Moxifloxacin hydrochloride, Poly lactic-co-glycolic acid, Nano-particle, ocular drug delivery
INTRODUCTION: Moxiﬂoxacin is an 8-methoxy ﬂuoroquinolone having a half-life nearly 12 h. It has a broad-spectrum antibiotic activity, with efficacy against various Gram-positive and Gram-negative microorganisms through inhibition of DNA gyrase and topoisomerase IV, and is indicated for treating bacterial conjunctivitis 1. As compared to other fluoroquinolones, moxifloxacin has the highest potency against Staphylococcus aureus and Staphylococcus epidermis.
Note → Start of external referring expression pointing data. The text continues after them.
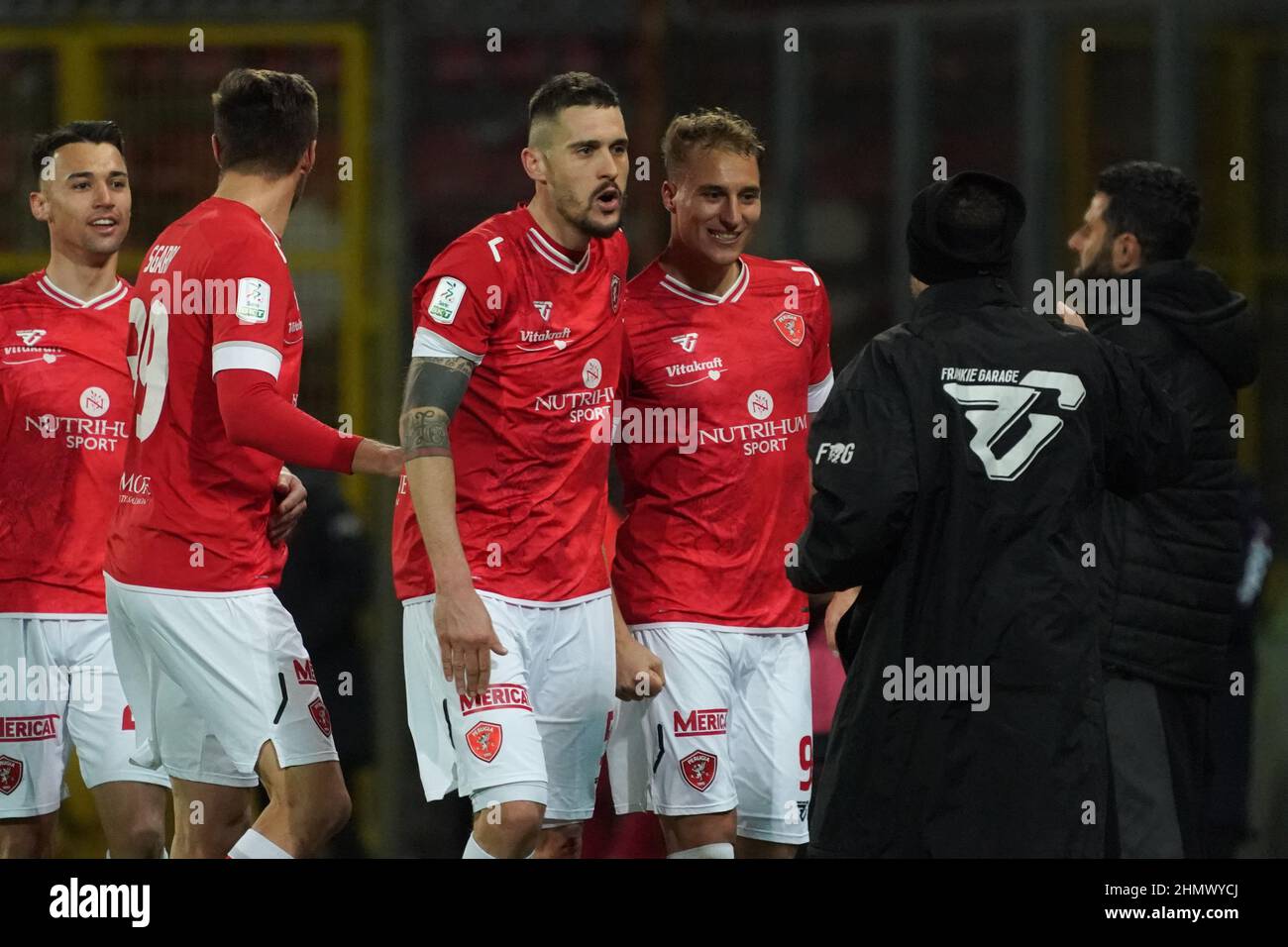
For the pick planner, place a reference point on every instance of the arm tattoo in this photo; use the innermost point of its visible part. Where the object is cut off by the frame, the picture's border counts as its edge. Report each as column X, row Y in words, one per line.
column 434, row 389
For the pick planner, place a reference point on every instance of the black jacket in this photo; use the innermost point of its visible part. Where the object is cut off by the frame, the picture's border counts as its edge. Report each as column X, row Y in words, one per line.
column 964, row 510
column 1173, row 557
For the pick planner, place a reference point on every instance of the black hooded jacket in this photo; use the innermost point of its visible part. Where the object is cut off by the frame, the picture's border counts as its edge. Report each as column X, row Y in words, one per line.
column 1173, row 558
column 960, row 467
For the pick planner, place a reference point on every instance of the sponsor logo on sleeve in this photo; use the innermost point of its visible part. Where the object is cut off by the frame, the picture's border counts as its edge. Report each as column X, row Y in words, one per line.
column 446, row 300
column 760, row 403
column 94, row 402
column 687, row 341
column 791, row 326
column 253, row 296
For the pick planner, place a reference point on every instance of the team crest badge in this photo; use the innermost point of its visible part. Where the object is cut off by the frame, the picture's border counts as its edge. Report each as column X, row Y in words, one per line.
column 321, row 715
column 484, row 740
column 793, row 326
column 699, row 770
column 11, row 775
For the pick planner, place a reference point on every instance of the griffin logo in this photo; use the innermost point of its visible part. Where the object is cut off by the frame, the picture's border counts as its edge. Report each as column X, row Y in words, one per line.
column 11, row 775
column 688, row 342
column 793, row 328
column 484, row 740
column 699, row 770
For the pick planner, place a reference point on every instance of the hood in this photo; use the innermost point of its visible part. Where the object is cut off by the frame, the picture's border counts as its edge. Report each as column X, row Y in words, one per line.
column 1198, row 305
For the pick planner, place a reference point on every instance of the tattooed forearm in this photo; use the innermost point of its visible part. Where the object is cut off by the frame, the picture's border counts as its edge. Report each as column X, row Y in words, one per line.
column 424, row 433
column 434, row 389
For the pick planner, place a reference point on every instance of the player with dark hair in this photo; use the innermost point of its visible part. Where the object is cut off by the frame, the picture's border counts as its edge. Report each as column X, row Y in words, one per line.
column 960, row 470
column 1164, row 642
column 507, row 620
column 64, row 415
column 741, row 346
column 217, row 673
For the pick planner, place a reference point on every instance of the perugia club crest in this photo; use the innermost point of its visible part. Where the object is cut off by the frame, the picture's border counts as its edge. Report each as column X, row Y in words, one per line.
column 699, row 770
column 321, row 716
column 11, row 775
column 793, row 326
column 484, row 740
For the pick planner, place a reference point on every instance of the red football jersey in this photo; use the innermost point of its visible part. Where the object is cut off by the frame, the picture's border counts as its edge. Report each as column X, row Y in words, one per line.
column 64, row 416
column 531, row 476
column 709, row 519
column 193, row 506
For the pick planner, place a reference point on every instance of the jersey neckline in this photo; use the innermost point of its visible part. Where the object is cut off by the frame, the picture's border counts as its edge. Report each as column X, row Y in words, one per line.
column 553, row 252
column 101, row 302
column 730, row 295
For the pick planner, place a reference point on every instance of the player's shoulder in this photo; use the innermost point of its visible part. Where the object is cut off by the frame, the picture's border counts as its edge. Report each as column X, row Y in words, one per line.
column 784, row 272
column 480, row 252
column 644, row 291
column 222, row 226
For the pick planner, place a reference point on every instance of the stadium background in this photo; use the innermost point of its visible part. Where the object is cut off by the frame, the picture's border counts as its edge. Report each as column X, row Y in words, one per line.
column 432, row 121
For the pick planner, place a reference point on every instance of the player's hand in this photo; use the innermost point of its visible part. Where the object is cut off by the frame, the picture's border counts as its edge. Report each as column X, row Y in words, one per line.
column 290, row 500
column 467, row 641
column 639, row 672
column 836, row 608
column 1069, row 316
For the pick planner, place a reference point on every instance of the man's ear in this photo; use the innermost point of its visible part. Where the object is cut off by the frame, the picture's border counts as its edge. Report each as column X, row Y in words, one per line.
column 669, row 191
column 39, row 205
column 310, row 157
column 533, row 163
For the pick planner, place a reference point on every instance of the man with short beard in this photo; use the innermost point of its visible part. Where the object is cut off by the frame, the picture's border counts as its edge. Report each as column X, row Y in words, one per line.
column 498, row 525
column 64, row 416
column 1172, row 558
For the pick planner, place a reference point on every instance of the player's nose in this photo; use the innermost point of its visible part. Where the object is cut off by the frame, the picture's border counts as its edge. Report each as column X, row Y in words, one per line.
column 730, row 217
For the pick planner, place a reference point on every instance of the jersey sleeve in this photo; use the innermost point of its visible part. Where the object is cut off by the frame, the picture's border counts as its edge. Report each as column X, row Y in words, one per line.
column 249, row 328
column 820, row 338
column 458, row 302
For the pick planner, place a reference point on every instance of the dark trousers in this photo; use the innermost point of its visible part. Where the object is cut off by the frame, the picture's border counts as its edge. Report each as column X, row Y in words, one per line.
column 1160, row 768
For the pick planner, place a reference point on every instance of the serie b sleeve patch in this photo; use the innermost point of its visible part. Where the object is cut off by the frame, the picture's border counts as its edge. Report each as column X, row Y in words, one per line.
column 253, row 298
column 446, row 299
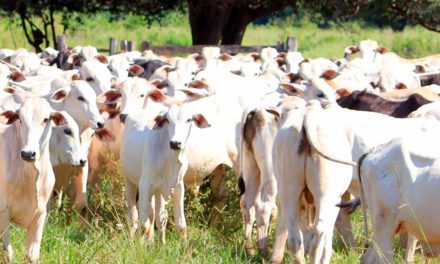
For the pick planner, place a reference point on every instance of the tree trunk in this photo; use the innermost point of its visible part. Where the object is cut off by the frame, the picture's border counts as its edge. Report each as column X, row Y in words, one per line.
column 207, row 19
column 235, row 27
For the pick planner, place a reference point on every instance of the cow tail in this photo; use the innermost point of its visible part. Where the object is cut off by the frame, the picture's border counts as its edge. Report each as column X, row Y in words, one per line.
column 362, row 196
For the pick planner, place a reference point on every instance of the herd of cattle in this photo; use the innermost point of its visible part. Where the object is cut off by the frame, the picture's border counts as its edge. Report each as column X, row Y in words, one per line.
column 277, row 119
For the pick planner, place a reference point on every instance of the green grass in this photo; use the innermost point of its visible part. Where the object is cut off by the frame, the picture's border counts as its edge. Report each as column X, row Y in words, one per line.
column 106, row 239
column 175, row 30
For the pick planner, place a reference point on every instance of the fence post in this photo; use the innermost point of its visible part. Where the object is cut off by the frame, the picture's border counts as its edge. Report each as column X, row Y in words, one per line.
column 291, row 44
column 131, row 45
column 145, row 46
column 124, row 44
column 113, row 44
column 61, row 43
column 280, row 46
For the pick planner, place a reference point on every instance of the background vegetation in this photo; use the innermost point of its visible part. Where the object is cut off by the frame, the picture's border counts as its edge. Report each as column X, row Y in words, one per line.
column 314, row 41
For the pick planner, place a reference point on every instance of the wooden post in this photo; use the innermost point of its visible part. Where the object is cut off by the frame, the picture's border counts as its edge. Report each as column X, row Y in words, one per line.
column 61, row 43
column 131, row 45
column 291, row 44
column 280, row 46
column 145, row 46
column 112, row 47
column 124, row 44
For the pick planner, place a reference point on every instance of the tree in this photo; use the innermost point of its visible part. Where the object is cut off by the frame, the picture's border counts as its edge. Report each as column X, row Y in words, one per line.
column 222, row 21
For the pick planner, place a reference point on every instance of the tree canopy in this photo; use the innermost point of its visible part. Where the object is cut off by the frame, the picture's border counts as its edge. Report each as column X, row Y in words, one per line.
column 221, row 21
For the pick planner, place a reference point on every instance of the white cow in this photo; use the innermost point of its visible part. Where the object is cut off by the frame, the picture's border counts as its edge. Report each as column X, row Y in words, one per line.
column 400, row 180
column 26, row 176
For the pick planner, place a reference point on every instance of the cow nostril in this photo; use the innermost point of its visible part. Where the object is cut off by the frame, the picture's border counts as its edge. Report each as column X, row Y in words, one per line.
column 122, row 117
column 175, row 145
column 28, row 155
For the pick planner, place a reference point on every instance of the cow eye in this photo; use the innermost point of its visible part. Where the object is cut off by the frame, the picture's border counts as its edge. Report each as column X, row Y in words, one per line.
column 68, row 131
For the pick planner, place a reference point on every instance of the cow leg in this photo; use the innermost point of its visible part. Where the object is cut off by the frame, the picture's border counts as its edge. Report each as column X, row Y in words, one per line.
column 343, row 225
column 280, row 240
column 179, row 214
column 321, row 242
column 4, row 231
column 268, row 194
column 145, row 208
column 34, row 235
column 161, row 215
column 219, row 192
column 248, row 201
column 80, row 183
column 411, row 244
column 384, row 227
column 130, row 195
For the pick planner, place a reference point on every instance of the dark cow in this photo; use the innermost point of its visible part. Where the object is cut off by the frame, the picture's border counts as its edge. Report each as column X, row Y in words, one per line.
column 364, row 101
column 149, row 67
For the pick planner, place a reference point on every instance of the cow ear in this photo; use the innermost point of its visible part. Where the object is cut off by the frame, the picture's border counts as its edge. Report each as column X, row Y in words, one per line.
column 225, row 57
column 343, row 92
column 196, row 57
column 401, row 86
column 200, row 121
column 381, row 50
column 109, row 97
column 59, row 95
column 159, row 122
column 9, row 117
column 104, row 135
column 282, row 54
column 135, row 70
column 255, row 56
column 291, row 88
column 197, row 84
column 17, row 76
column 157, row 96
column 75, row 77
column 276, row 111
column 329, row 74
column 280, row 62
column 10, row 90
column 58, row 118
column 159, row 84
column 191, row 95
column 420, row 69
column 291, row 77
column 76, row 60
column 102, row 59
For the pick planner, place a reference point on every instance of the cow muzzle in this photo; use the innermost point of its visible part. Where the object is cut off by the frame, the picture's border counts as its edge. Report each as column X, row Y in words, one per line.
column 176, row 145
column 28, row 156
column 122, row 117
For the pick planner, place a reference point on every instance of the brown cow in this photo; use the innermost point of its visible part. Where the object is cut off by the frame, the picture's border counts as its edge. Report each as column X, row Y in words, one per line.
column 364, row 101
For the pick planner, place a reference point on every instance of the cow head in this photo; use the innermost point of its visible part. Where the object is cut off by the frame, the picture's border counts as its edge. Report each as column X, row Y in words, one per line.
column 79, row 100
column 65, row 146
column 36, row 117
column 179, row 122
column 97, row 75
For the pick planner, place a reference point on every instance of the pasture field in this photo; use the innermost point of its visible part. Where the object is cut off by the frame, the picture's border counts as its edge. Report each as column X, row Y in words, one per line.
column 174, row 30
column 106, row 239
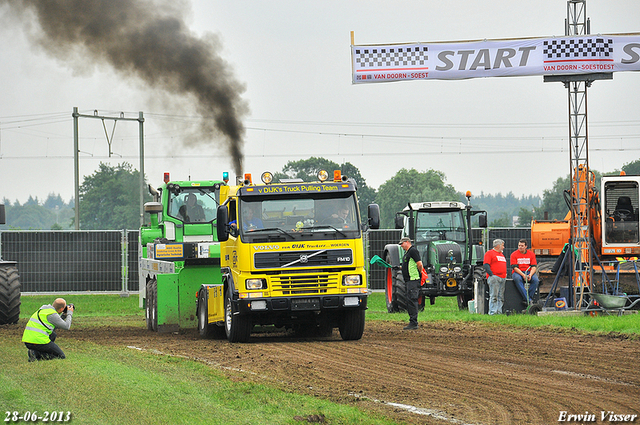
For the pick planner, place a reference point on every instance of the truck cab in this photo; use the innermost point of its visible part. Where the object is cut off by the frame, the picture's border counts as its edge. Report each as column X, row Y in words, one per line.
column 292, row 256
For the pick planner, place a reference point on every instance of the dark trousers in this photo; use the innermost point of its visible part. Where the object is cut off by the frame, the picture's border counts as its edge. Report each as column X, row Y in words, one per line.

Ocular drug delivery systems are developed to treat eye locally, whereas past formulations are targeted to reach systemic circulation and these are designed to overcome all the disadvantages of conventional dosage forms such as ophthalmic solutions 2.
The major difficulty with conventional dosage forms is eye irritation (due to drug particle size and shape), which induces lacrimation, i.e., overflow on to lids, tear turn over, and due to pharmacokinetic responses like metabolism, non-specific binding, and different mechanisms like diffusion, dissolution, and erosion the conventional dosage forms are less advantageous 3. The conventional dosage form, i.e., eye drops are easy to inculcate but suffers from the natural disadvantage that the majority of the medication it contains is immediately diluted in the tear film as soon as the eye drop solution is instilled into the cul-de-sac and is quickly drained away from the precorneal cavity by steady tear flow, a process that proceeds more intensively in inflamed than in the normal eyes, and lacrimal-nasal drainage 4.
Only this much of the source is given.